El Alquimista del Ánimo
Caminé durante días por el desierto arrastrando un ataúd, con llagas en las manos y con el rostro hundido en una tenacidad taciturna. Los días dejaron paso a las semanas, y las semanas cedieron su lugar a los meses. Una bandada de cuervos vigilaba cada movimiento desde el cielo, esperando pacientemente a que ya no aguantase más mi cruz. Un calor titánico me resquebrajaba los labios y marcaba toda mi piel, como si Bafomet tirara hacia abajo de ella con sus garras.
En mi caminar, atisbé un pequeño escondrijo que ofrecía un resquicio de sombra bajo el que descansar. Sin vacilar un solo segundo, me adentré en aquel refugio, henchido de recién encontrada esperanza, pero temeroso de que una vez más mis sentidos me estuvieran engañando. No era un espejismo. Dentro, un agradable frescor me incitó a dejar el ataúd en el suelo por el momento. Pronto, la guarida se reveló como la morada de El Consejero de los Malditos. En este desierto, cualquier camino puede conducir a su presencia. Me senté junto a él y, con los ojos humedecidos, contemplé su semblante impasible. Su mirada era fría y analítica, pero se podía apreciar cierto matiz comprensivo en su expresión.

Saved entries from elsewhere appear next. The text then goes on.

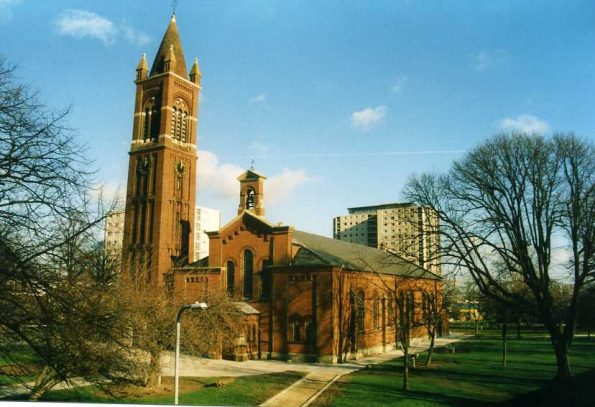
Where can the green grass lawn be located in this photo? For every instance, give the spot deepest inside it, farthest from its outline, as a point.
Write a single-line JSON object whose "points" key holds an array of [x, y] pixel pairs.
{"points": [[473, 376], [241, 391], [20, 367]]}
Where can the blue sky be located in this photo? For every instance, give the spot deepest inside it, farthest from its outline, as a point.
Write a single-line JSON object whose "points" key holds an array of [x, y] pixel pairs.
{"points": [[338, 102]]}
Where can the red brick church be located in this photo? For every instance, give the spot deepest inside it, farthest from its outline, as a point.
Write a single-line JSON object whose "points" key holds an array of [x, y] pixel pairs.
{"points": [[303, 296]]}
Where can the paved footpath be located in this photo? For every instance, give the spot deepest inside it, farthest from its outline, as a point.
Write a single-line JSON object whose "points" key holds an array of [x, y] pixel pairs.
{"points": [[301, 393]]}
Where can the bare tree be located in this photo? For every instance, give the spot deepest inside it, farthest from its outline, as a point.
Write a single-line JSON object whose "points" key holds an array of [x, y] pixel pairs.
{"points": [[508, 202], [437, 298]]}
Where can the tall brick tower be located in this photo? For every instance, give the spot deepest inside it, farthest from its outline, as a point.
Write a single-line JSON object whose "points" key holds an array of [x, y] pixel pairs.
{"points": [[162, 169]]}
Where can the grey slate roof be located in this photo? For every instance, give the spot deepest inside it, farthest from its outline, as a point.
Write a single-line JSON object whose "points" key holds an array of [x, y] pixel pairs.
{"points": [[245, 308], [315, 250]]}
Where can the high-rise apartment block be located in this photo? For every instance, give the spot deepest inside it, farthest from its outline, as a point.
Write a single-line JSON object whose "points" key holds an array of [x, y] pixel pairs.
{"points": [[205, 220], [405, 229]]}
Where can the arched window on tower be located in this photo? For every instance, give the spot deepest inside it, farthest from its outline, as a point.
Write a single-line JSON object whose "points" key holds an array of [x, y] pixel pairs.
{"points": [[231, 268], [250, 198], [151, 116], [179, 121], [376, 310], [248, 273]]}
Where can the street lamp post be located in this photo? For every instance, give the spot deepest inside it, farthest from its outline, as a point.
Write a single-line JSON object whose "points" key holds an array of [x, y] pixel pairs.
{"points": [[196, 305]]}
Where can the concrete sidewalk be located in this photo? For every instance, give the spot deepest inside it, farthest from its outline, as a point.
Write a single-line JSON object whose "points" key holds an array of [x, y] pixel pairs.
{"points": [[303, 392]]}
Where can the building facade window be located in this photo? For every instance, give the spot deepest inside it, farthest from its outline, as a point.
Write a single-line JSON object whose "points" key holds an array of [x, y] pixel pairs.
{"points": [[267, 280], [310, 328], [376, 311], [295, 329], [248, 273], [231, 268]]}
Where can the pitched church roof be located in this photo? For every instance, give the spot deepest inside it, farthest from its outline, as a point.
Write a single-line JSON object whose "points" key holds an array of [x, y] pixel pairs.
{"points": [[171, 38], [250, 175], [315, 250]]}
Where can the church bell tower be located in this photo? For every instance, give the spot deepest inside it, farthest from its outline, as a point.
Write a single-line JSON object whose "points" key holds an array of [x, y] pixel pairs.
{"points": [[160, 195]]}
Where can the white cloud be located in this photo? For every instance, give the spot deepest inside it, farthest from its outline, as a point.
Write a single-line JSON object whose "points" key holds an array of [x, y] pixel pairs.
{"points": [[364, 119], [86, 24], [259, 98], [259, 149], [280, 187], [110, 193], [134, 36], [525, 123], [488, 59], [6, 9], [220, 179], [399, 84]]}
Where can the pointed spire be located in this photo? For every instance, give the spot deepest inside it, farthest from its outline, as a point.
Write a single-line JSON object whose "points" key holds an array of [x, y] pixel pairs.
{"points": [[142, 69], [195, 73], [169, 63], [170, 42]]}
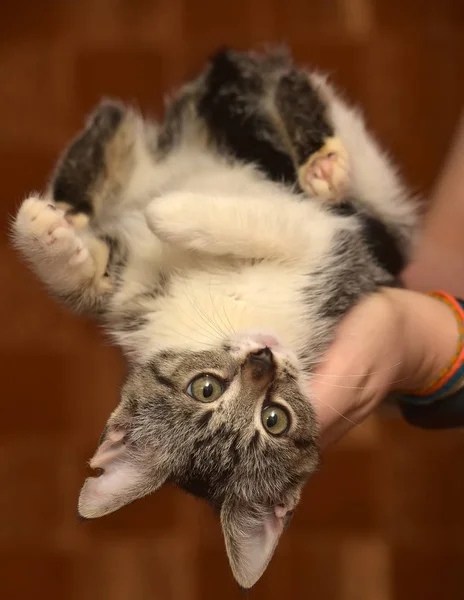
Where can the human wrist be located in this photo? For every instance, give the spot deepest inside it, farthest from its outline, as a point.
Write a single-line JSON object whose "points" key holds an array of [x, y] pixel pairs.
{"points": [[428, 340]]}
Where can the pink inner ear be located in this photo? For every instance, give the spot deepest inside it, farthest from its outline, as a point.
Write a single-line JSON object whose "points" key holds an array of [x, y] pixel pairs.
{"points": [[281, 511], [108, 450]]}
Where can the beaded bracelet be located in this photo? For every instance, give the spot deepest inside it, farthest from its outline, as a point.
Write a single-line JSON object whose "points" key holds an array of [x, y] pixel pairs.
{"points": [[451, 377]]}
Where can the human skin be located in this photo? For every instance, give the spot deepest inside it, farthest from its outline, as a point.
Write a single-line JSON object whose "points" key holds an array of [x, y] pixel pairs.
{"points": [[399, 340]]}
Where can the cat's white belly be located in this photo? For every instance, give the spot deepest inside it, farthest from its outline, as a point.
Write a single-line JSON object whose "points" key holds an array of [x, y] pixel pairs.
{"points": [[207, 308]]}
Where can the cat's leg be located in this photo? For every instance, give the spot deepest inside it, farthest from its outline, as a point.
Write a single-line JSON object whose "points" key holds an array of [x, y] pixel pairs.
{"points": [[244, 227], [64, 234], [320, 156], [71, 264], [374, 183]]}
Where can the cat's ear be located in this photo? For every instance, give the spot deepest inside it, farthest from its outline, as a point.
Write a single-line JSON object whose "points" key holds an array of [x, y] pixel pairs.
{"points": [[251, 536], [122, 479]]}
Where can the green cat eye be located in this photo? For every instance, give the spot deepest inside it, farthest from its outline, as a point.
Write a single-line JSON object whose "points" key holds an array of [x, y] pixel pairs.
{"points": [[275, 419], [206, 388]]}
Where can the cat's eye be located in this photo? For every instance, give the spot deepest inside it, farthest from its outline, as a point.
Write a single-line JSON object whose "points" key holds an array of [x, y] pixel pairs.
{"points": [[206, 388], [275, 419]]}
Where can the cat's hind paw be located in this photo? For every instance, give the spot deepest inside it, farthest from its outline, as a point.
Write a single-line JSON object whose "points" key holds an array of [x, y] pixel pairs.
{"points": [[45, 237], [326, 172]]}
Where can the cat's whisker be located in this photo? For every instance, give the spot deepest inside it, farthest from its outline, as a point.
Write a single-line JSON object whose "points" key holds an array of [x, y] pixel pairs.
{"points": [[367, 373], [194, 326], [209, 345], [215, 310], [217, 334], [209, 322], [337, 412]]}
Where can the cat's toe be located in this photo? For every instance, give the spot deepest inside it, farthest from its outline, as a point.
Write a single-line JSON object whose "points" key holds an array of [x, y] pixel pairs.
{"points": [[326, 173]]}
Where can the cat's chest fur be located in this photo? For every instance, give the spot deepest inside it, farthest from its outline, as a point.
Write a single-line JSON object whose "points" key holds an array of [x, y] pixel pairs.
{"points": [[204, 301]]}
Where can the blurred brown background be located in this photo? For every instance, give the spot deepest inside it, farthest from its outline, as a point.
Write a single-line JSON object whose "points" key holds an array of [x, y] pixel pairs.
{"points": [[385, 518]]}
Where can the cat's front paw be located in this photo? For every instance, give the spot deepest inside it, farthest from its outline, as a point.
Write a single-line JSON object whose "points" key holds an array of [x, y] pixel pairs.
{"points": [[44, 236], [326, 172]]}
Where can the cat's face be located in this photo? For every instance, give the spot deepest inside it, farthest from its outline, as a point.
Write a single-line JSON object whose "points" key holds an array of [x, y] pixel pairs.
{"points": [[232, 425]]}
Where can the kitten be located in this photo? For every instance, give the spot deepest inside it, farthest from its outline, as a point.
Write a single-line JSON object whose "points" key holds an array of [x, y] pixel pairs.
{"points": [[220, 248]]}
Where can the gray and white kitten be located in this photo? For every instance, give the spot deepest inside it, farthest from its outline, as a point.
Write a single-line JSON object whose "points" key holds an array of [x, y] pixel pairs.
{"points": [[220, 248]]}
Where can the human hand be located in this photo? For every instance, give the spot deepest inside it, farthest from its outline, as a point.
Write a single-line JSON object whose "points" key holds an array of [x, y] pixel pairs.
{"points": [[394, 340]]}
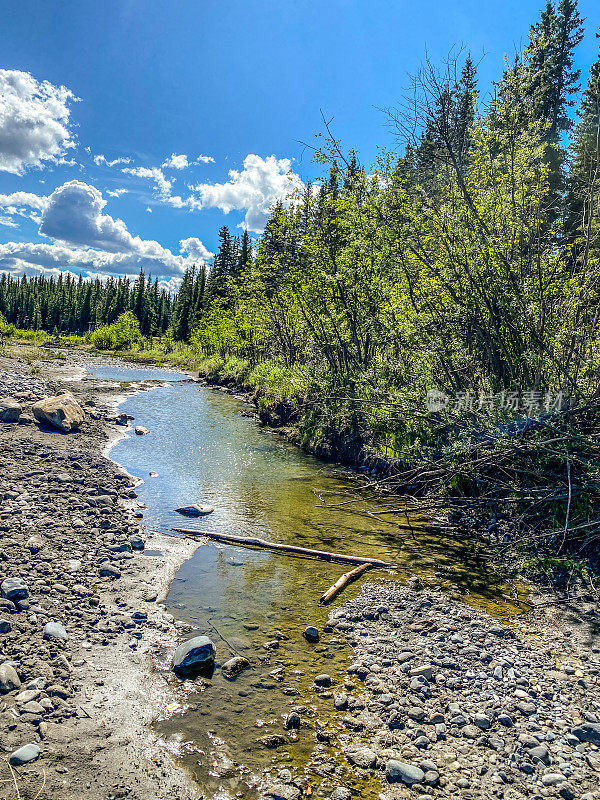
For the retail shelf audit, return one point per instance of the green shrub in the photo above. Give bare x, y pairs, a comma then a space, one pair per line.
123, 334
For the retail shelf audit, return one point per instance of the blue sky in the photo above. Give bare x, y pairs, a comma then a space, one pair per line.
240, 84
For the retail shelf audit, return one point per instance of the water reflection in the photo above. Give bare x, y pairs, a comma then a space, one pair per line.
205, 452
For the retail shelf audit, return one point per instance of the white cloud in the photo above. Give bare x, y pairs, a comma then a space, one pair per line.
175, 161
195, 249
181, 161
34, 121
162, 185
87, 240
261, 183
74, 215
23, 199
102, 161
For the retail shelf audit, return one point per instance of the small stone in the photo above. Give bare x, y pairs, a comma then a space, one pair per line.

—Viajero, transcurres por una travesía oscura e incierta. Veo tu pesar y vislumbro diferentes bifurcaciones en tu destino. Escucha mi consejo, caminante, pues si bien ya has enfrentado innumerables vicisitudes, todavía has de encarar tormentas y tempestades. En este refugio se esconden pasajes y criaturas secretas que te ayudarán en tu periplo si así lo deseas. Te ofrezco un pasadizo hacia El Alquimista del Ánimo. Responde a sus preguntas y te proporcionará artilugios y herramientas que te ayudarán en tu viaje.
El Consejero había hablado. Dudoso, acepté su sabiduría, y emprendí el camino hacia la guarida de El Alquimista. Convencido de que nada de lo que encontrara en aquel recoveco podría ser peor que el mundo exterior. Pese a estar exhausto y famélico, llamé a la puerta con recién insuflada energía. Se abrió lentamente, revelando tras de sí una estancia oscura y húmeda, pero a la vez fresca y acogedora. Las paredes estaban forradas de enormes librerías repletas de libros con conocimientos enterrados por el paso del tiempo. Al fondo de la habitación, una figura alta como un cerro se alzaba.
—Conozco tu nombre, Penitente. Responde a mis preguntas con sinceridad y te proporcionaré los instrumentos necesarios para allanar el camino de tu calvario —sentenció.
Asentí con la cabeza, y caí sentado al suelo.
—Escucha bien mis preguntas —continuó—. ¿Desde cuándo arrastras tal lastre? ¿De dónde vienes y hacia dónde te diriges? ¿Sigues la luz de algún faro? ¿Sabes cuál es tu destino?
Cabizbajo y entre sollozos di respuesta a sus preguntas. Cuando finalmente alcé la mirada, El Alquimista del Ánimo me ofrecía un frasco con una pócima de naturaleza indescifrable.
—Tómala, pues tu camino es infinito —espetó con seriedad al observar mi titubeo.
Finalmente, acepté el obsequio. Me eché la pesada carga a la espalda y me dispuse a salir de la guarida. Una vez más en el infernal camino, con la mirada puesta en el horizonte infinito, pero ahora equipado con un brebaje que, si bien podría ayudarme, se sentía como la insignia del exánime.